Closed lyubomir-popov closed 1 year ago
Hey Lyubo,
Korean character support is not included in the Ubuntu fonts, so I believe we are seeing a fallback font here. If the fallback font has a weight range that goes down to 100, it should work as expected.
I think I found the article you are referencing here: https://canonical.com/blog/18-04-end-of-standard-support-kr
Currently the font stack is "Ubuntu variable", "Ubuntu", -apple-system, "Segoe UI", "Roboto", "Oxygen", "Cantarell", "Fira Sans", "Droid Sans", "Helvetica Neue", sans-serif
, so depending on where the page is loaded, a different fallback font might be used, and the available weight range might be different.
In Chrome 113 on Mac OS 13, I can see that Apple SD Gothic Neo is being used:
I’m guessing that’s coming from -apple-system
but weirdly it doesn’t go to font-weight 100 when I set that manually (I also enlarged it so it’s easier to see).
Strangely this works fine for me on Safari 16.4 with the whole weight range:
https://github.com/canonical/Ubuntu-fonts/assets/6578861/2d903d17-3be6-44e1-8b84-4ea3b1819d02
In Chrome, if I specify the font explicitly, I see the 100 weight as expected:
I’m not sure why this didn’t work in Chrome with -apple-system
, but I don’t believe it is related to the Ubuntu fonts, and I believe it can be remedied by amending the font stack. Let me know what you think!

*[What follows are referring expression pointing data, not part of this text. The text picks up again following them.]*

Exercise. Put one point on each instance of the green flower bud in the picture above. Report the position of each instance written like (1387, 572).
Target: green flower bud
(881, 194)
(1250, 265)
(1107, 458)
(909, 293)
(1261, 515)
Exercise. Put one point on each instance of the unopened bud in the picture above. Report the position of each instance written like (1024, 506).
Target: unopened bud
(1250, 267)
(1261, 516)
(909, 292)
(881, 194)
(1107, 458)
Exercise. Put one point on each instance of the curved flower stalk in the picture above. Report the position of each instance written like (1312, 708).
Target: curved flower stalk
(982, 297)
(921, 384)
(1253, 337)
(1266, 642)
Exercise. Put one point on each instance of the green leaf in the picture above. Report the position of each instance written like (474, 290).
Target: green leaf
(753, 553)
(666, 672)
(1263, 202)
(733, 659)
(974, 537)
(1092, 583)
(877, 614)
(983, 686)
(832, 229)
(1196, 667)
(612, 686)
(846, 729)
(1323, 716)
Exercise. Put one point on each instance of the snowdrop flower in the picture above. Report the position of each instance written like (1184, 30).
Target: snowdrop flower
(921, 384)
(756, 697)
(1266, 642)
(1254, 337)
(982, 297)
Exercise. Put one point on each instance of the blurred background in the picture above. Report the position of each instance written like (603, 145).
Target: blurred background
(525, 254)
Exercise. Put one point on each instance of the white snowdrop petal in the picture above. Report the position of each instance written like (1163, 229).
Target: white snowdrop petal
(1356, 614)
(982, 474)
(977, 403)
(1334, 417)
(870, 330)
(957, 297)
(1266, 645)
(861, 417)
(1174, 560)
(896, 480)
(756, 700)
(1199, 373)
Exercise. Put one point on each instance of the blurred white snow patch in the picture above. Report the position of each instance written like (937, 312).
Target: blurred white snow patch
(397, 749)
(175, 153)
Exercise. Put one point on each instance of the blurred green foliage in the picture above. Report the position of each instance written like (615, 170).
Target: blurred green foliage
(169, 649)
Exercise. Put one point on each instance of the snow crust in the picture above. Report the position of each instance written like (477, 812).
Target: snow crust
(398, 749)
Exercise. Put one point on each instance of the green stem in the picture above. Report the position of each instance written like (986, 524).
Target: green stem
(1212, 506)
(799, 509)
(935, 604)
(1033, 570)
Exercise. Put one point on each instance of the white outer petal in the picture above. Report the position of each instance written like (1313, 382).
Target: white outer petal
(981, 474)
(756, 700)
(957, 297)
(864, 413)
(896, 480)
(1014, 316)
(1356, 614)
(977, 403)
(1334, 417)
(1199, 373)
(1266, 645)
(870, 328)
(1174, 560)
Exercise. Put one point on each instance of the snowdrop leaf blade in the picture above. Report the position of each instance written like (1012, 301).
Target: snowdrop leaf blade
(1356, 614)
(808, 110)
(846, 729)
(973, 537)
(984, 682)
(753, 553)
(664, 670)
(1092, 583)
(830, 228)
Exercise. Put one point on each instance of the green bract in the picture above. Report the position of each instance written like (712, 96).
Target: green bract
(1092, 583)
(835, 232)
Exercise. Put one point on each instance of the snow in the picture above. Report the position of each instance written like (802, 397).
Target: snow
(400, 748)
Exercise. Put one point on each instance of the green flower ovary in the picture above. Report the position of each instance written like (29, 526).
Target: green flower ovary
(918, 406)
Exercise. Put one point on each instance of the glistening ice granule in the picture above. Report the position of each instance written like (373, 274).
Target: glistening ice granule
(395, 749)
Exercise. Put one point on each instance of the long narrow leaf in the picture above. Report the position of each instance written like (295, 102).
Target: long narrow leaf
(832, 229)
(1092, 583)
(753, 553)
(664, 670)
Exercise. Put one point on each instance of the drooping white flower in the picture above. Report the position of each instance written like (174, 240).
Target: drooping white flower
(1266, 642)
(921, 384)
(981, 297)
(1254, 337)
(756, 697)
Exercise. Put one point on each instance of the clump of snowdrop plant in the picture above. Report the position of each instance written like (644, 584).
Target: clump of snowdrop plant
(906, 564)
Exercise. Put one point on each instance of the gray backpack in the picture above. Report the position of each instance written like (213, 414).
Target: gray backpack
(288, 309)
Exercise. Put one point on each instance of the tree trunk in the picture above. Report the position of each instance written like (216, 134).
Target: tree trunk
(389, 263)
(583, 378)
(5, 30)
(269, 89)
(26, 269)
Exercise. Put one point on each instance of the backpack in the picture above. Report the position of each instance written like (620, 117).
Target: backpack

Thanks @djrrb, that makes sense, don't know why it didn't occur to me. I'm going to close the issue, and thanks for the suggestion of updating the font stack. We will look into it.
I know this is closed, but on the topic, if you're interested in expanding the character set to include Traditional Chinese, Simplified Chinese, Chinese regional variants, Korean, or Japanese (and many other writing systems for that matter), we're happy to connect you with our partners in Asia.